2023/02/06 AI 共 7416 字,约 22 分钟

OpenAI’s Whisper

Whisper 总体架构图

安装

pip install -U openai-whisper

同时还需要安装 ffmpeg 工具:

# on Ubuntu or Debian
sudo apt update && sudo apt install ffmpeg

# on Arch Linux
sudo pacman -S ffmpeg

# on MacOS using Homebrew (https://brew.sh/)
brew install ffmpeg

# on Windows using Chocolatey (https://chocolatey.org/)
choco install ffmpeg

# on Windows using Scoop (https://scoop.sh/)
scoop install ffmpeg

支持的模型和语言

Whisper 的 WER (Word Error Rate) 结果

Python 用法

import whisper

# 加载模型,这里是 base 模型
model = whisper.load_model("base")

# 转录
# audio.mp3
result = model.transcribe("./九转大肠最全前因后果(补档).mp4")

# 打印转录结果
print(result["text"])

transcribe() 方法读取整个视频文件,并且使用 大小为 30 秒 的滑动窗口 来处理音频,对每个窗口执行自回归的序列到序列(sequence-to-sequence)的预测。

AutoCut:通过字幕来剪切视频

AutoCut 对你的视频自动生成字幕。然后你选择需要保留的句子,AutoCut 将对你视频中对应的片段裁切并保存。你无需使用视频编辑软件,只需要编辑文本文件即可完成剪切。

AutoCut 示例

安装

pip install git+https://github.com/mli/autocut.git

AutoCut 默认需要使用 Python 3.9 及以上版本,因为只有 Python 3.9 及以上版本才支持 argparse.BooleanOptionalAction。如果要使用 Python 3.9 以下的版本(这里我尝试的是 python 3.8),需要进行如下调整:

  • setup.cfg 中对 python_requires = >= 3.9 进行修改

  • main.py 中将所有的 argparse.BooleanOptionalAction 进行注释

在进行 AutoCut 的安装时,还可能会遇到无法安装 whisper,进而无法完成 AutoCut 安装的情况,下面是报错的输出:

WARNING: Generating metadata for package whisper produced metadata for project name openai-whisper.

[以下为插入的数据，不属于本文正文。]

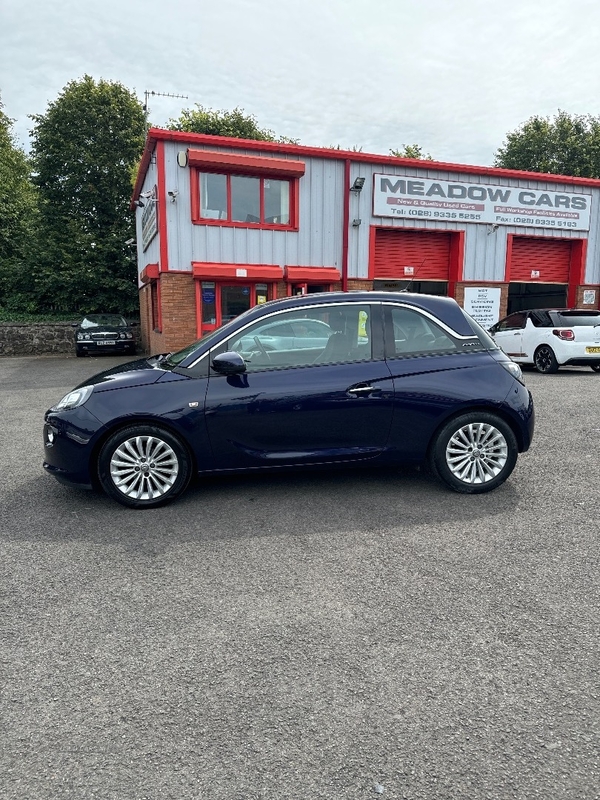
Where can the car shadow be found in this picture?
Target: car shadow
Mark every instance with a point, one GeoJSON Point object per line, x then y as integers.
{"type": "Point", "coordinates": [283, 504]}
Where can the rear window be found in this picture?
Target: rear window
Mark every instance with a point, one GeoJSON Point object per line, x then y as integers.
{"type": "Point", "coordinates": [571, 319]}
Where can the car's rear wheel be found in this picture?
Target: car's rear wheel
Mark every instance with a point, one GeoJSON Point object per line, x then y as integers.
{"type": "Point", "coordinates": [474, 453]}
{"type": "Point", "coordinates": [144, 466]}
{"type": "Point", "coordinates": [545, 360]}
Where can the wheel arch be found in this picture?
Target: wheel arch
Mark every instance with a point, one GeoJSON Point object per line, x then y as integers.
{"type": "Point", "coordinates": [128, 422]}
{"type": "Point", "coordinates": [507, 418]}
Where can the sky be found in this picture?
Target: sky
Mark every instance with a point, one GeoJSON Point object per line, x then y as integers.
{"type": "Point", "coordinates": [454, 76]}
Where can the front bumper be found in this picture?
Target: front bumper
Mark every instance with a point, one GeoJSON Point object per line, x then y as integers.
{"type": "Point", "coordinates": [125, 346]}
{"type": "Point", "coordinates": [69, 437]}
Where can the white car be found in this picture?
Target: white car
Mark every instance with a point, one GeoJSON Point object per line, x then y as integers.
{"type": "Point", "coordinates": [551, 338]}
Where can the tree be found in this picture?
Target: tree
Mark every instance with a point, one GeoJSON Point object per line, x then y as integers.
{"type": "Point", "coordinates": [411, 151]}
{"type": "Point", "coordinates": [565, 145]}
{"type": "Point", "coordinates": [223, 123]}
{"type": "Point", "coordinates": [18, 222]}
{"type": "Point", "coordinates": [84, 147]}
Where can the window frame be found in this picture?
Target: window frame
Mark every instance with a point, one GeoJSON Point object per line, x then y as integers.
{"type": "Point", "coordinates": [196, 204]}
{"type": "Point", "coordinates": [458, 339]}
{"type": "Point", "coordinates": [375, 325]}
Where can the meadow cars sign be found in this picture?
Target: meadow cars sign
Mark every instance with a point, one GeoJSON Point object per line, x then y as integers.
{"type": "Point", "coordinates": [495, 204]}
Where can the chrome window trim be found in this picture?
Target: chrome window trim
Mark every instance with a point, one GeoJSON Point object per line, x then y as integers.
{"type": "Point", "coordinates": [432, 318]}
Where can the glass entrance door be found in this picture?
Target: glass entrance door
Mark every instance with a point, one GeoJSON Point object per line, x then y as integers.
{"type": "Point", "coordinates": [234, 301]}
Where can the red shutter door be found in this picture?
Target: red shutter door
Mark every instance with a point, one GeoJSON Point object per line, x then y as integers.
{"type": "Point", "coordinates": [550, 257]}
{"type": "Point", "coordinates": [428, 253]}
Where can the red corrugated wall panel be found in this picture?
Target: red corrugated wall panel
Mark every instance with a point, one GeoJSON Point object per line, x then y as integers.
{"type": "Point", "coordinates": [550, 257]}
{"type": "Point", "coordinates": [428, 253]}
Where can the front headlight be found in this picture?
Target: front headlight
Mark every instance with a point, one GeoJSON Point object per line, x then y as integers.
{"type": "Point", "coordinates": [74, 399]}
{"type": "Point", "coordinates": [514, 369]}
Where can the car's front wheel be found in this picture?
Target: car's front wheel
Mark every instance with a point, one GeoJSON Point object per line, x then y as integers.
{"type": "Point", "coordinates": [474, 453]}
{"type": "Point", "coordinates": [545, 360]}
{"type": "Point", "coordinates": [144, 466]}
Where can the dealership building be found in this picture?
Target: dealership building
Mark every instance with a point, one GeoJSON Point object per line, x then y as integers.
{"type": "Point", "coordinates": [224, 224]}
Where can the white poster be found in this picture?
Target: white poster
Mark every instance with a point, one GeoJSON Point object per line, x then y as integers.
{"type": "Point", "coordinates": [483, 304]}
{"type": "Point", "coordinates": [494, 204]}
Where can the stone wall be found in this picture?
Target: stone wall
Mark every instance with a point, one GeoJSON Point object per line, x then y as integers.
{"type": "Point", "coordinates": [39, 338]}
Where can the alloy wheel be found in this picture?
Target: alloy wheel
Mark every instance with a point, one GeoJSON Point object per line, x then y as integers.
{"type": "Point", "coordinates": [476, 453]}
{"type": "Point", "coordinates": [144, 468]}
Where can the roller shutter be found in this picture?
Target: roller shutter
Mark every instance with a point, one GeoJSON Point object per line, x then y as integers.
{"type": "Point", "coordinates": [428, 253]}
{"type": "Point", "coordinates": [550, 257]}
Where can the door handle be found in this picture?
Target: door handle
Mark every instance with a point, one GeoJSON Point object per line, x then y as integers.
{"type": "Point", "coordinates": [362, 390]}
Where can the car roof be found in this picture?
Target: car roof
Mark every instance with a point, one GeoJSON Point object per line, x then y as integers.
{"type": "Point", "coordinates": [445, 308]}
{"type": "Point", "coordinates": [589, 311]}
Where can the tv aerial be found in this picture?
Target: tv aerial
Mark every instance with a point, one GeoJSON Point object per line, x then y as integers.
{"type": "Point", "coordinates": [151, 93]}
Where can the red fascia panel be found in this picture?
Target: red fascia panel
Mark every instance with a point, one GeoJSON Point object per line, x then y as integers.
{"type": "Point", "coordinates": [307, 274]}
{"type": "Point", "coordinates": [250, 165]}
{"type": "Point", "coordinates": [255, 272]}
{"type": "Point", "coordinates": [149, 273]}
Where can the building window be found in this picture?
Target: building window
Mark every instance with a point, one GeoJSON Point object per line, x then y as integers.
{"type": "Point", "coordinates": [155, 306]}
{"type": "Point", "coordinates": [246, 200]}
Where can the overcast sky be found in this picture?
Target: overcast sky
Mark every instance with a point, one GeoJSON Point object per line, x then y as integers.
{"type": "Point", "coordinates": [451, 75]}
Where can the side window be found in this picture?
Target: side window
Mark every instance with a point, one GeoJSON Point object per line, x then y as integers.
{"type": "Point", "coordinates": [415, 334]}
{"type": "Point", "coordinates": [331, 334]}
{"type": "Point", "coordinates": [513, 322]}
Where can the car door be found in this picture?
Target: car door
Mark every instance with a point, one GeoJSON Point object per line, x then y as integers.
{"type": "Point", "coordinates": [508, 334]}
{"type": "Point", "coordinates": [329, 403]}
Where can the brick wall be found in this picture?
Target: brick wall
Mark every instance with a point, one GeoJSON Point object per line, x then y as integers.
{"type": "Point", "coordinates": [178, 307]}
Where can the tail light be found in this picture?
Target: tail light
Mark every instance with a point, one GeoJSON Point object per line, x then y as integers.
{"type": "Point", "coordinates": [567, 335]}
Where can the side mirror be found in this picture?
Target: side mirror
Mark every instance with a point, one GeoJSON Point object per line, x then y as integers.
{"type": "Point", "coordinates": [229, 363]}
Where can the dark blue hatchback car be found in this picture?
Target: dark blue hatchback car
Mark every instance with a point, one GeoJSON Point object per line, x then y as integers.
{"type": "Point", "coordinates": [392, 378]}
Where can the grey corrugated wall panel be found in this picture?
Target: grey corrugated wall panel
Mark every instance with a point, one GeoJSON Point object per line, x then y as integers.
{"type": "Point", "coordinates": [152, 254]}
{"type": "Point", "coordinates": [318, 241]}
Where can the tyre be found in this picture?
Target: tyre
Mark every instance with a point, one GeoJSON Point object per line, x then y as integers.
{"type": "Point", "coordinates": [545, 360]}
{"type": "Point", "coordinates": [144, 466]}
{"type": "Point", "coordinates": [474, 453]}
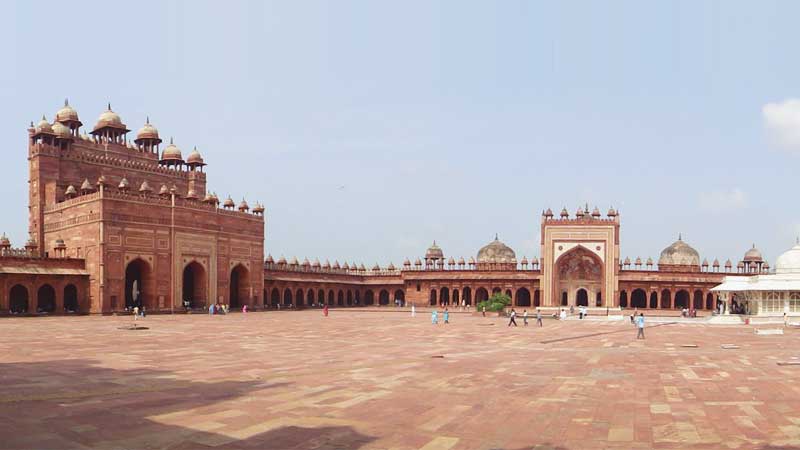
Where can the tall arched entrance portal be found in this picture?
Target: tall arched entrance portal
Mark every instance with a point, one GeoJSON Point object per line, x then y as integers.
{"type": "Point", "coordinates": [138, 284]}
{"type": "Point", "coordinates": [195, 285]}
{"type": "Point", "coordinates": [239, 286]}
{"type": "Point", "coordinates": [578, 278]}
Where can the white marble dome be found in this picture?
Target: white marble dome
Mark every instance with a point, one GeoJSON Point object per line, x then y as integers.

Fix your #egg=whisper fragments.

Discarding git+https://github.com/openai/whisper.git: Requested openai-whisper from git+https://github.com/openai/whisper.git (from autocut==0.0.3) has inconsistent name: expected 'whisper', but metadata has 'openai-whisper'

ERROR: Could not find a version that satisfies the requirement whisper (unavailable) (from autocut) (from versions: 0.9.5, 0.9.6, 0.9.7, 0.9.8, 0.9.9, 0.9.10, 0.9.11, 0.9.12, 0.9.13, 0.9.14, 0.9.15, 0.9.16, 1.0.0, 1.0.1, 1.0.2, 1.1.0, 1.1.1, 1.1.2, 1.1.3, 1.1.4, 1.1.5, 1.1.6, 1.1.7, 1.1.8, 1.1.9, 1.1.10)

ERROR: No matching distribution found for whisper (unavailable)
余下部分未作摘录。